Unfortunately, to date no APS or APA journal has decided to publish the study.  The manuscript hasn’t even made it past the editor gatekeepers.  Of course, journals have their own standards and are free to publish whatever they please.  And it is possible I am biased to think my research is good enough to at least allow reviewers a look.  Granted, I am no Bill Shakespeare or Al Einstein, but I haven’t argued that this research is anything more than what it is, decent evidence to consider improving abstracts.

I can’t help but wonder though, if at least one reason for not considering the research is the perceived black eye for the journals and studies included in the analysis.  I have tried to not let my thoughts wander there but one response I received from Dan Simons an editor at the APS journal Advances in Methods and Practices in Psychological Science has inspired me to write about my experience with peer review with the purpose of informing some while commiserating with others.

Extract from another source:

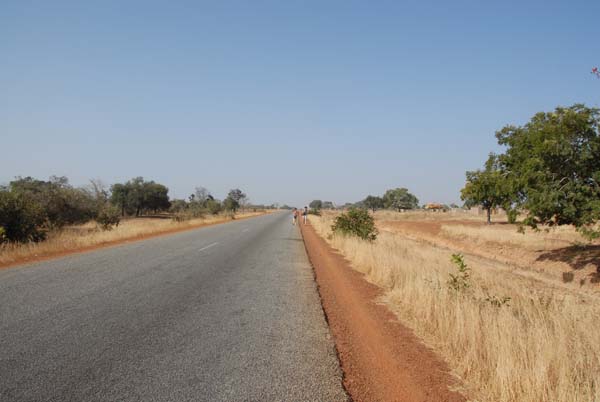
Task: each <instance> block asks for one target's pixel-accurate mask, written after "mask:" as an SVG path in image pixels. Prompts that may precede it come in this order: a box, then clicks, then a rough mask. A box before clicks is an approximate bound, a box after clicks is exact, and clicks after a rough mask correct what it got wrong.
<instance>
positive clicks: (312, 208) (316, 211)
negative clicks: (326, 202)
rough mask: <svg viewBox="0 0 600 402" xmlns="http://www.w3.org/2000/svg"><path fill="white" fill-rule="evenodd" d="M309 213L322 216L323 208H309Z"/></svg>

I’m sure Dan meant well, but I thought his pedantic criticisms exposed the non-objective approach to peer review that makes it so frustrating.  Dan felt evaluating 42 of the most current abstracts and testing 61 undergraduates with thirty questions on three randomly selected abstracts was insufficient to draw “firm conclusions”.  I don’t know how many more would be needed for “firm” evidence and he didn’t say either.  He also could not understand why we would use the APA JARS guidelines for abstracts to evaluate JPSP and certainly not any APS journal.  He didn’t provide an alternative, but there really isn’t one, so . . .

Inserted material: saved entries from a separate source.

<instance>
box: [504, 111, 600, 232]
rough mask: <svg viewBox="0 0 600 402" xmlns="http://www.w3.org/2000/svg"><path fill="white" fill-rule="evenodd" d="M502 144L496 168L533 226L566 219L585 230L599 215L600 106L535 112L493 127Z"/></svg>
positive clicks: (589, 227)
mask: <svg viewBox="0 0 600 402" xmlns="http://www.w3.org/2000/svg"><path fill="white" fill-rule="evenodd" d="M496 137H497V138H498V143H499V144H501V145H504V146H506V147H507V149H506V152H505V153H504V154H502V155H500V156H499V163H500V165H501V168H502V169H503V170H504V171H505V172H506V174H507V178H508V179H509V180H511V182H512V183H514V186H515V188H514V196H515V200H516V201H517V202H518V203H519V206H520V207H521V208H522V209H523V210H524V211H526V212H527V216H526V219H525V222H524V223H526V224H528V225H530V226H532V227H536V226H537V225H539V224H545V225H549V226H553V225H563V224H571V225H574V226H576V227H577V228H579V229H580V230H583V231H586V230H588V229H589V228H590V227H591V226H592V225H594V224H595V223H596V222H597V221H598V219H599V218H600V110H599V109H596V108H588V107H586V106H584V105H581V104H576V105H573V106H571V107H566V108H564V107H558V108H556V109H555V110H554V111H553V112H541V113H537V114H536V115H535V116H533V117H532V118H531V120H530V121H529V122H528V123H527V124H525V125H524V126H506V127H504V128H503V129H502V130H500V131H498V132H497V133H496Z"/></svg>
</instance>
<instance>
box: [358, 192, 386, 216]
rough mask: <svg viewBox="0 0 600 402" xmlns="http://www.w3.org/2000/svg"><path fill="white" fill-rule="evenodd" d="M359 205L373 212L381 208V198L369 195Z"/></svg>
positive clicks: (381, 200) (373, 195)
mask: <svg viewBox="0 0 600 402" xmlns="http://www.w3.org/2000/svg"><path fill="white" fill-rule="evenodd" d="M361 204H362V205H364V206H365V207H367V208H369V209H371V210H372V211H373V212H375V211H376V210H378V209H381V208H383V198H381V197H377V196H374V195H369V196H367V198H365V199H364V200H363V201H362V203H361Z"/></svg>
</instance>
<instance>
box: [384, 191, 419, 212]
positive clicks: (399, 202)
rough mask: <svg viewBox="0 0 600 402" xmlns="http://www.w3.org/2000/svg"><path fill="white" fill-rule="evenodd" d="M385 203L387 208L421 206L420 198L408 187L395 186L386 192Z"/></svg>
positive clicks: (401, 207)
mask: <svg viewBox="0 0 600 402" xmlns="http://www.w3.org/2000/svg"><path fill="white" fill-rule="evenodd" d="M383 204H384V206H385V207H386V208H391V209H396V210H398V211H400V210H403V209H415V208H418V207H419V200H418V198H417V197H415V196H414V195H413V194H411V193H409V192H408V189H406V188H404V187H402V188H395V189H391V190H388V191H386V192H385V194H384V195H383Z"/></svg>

It was a given that Dan would be displeased that the study did not preregister with him to get permission to conduct science, as that was the very purpose of the journal’s creation.  He also couldn’t understand the use of only three randomly selected abstracts from the set.  To be fair apparently Dan missed the three times we said the three abstracts were selected randomly.  I have witnessed those types of errors in understanding from reviewers many times before.  When a reviewer obviously doesn’t accurately understand your basic methods, it calls into question the validity of other suggestions.  Maybe he also doesn’t realize you can’t expect subjects to provide reliable data when they are asked to read and be tested over a long period of time.  Despite the fact that the methods, materials and abstracts were transparently available to anyone to falsify our claims, Dan couldn’t accept the results because our measures had no “validity”.  In other words, multiple studies preceding this one have not shown a “valid” way to use JARS to evaluate manuscripts.  We were mavericks going beyond approved methods despite their transparency and replicability.

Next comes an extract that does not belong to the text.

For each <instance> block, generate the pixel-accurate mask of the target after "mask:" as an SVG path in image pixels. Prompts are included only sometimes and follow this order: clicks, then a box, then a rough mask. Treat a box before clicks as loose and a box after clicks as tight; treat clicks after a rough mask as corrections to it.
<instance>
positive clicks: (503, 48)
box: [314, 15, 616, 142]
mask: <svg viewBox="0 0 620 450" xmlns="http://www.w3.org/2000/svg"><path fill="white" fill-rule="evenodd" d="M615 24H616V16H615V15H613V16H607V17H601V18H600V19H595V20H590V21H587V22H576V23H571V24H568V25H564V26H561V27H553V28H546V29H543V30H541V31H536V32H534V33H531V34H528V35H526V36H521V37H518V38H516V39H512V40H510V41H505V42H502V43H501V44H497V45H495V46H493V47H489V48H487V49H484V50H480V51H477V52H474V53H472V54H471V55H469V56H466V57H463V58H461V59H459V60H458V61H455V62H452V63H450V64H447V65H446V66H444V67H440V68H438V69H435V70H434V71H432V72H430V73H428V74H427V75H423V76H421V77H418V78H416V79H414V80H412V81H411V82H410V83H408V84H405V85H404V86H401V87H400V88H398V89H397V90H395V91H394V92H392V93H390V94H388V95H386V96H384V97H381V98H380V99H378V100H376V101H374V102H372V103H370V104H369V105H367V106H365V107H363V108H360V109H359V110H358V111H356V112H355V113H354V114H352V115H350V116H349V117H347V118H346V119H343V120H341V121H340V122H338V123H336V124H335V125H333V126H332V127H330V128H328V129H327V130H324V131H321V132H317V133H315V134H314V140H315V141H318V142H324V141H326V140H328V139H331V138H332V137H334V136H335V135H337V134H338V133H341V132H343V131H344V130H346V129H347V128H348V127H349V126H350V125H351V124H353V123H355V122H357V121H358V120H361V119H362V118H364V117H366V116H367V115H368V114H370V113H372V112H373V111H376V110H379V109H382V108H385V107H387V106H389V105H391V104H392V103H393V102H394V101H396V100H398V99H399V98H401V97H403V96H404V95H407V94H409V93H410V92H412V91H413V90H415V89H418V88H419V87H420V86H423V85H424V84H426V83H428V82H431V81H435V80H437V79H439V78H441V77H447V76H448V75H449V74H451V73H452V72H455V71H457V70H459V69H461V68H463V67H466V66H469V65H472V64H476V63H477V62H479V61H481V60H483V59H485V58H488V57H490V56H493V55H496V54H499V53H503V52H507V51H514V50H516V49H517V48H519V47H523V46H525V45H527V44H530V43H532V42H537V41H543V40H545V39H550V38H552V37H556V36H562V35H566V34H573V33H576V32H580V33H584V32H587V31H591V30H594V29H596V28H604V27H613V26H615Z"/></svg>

Dan on one hand has said the research couldn’t reach “firm conclusions” but then flipped the script and argued that the results were obvious. “Could the result have been anything other than what was observed?” he quipped without providing an alternative.  Yes, we added more pertinent information to the abstract and readers extracted that from the abstracts.  Not quantum theory for sure but that was the hypothesis, more information equals more understanding.  So, if your research hypothesis seemed likely to be confirmed, you should not demonstrate it empirically even though apparently no one else has seen what should have been obvious?  If it is so obvious why aren’t these journals doing what they claim they should?

He ended with the pro forma pat on the head and try again next time.  Maybe I’m just jaded.  However, I would rather just be told this doesn’t fit our journal and we only have so much room, than to be given personal opinions devoid of objective critique due to violating scientific principles.  Journals only have so much space but perhaps they can allow more for their abstracts so more can evaluate scientific claims effectively.  Dan hoped his “feedback will prove helpful” but it only highlighted the non-scientific constraints of peer review on scientific publishing.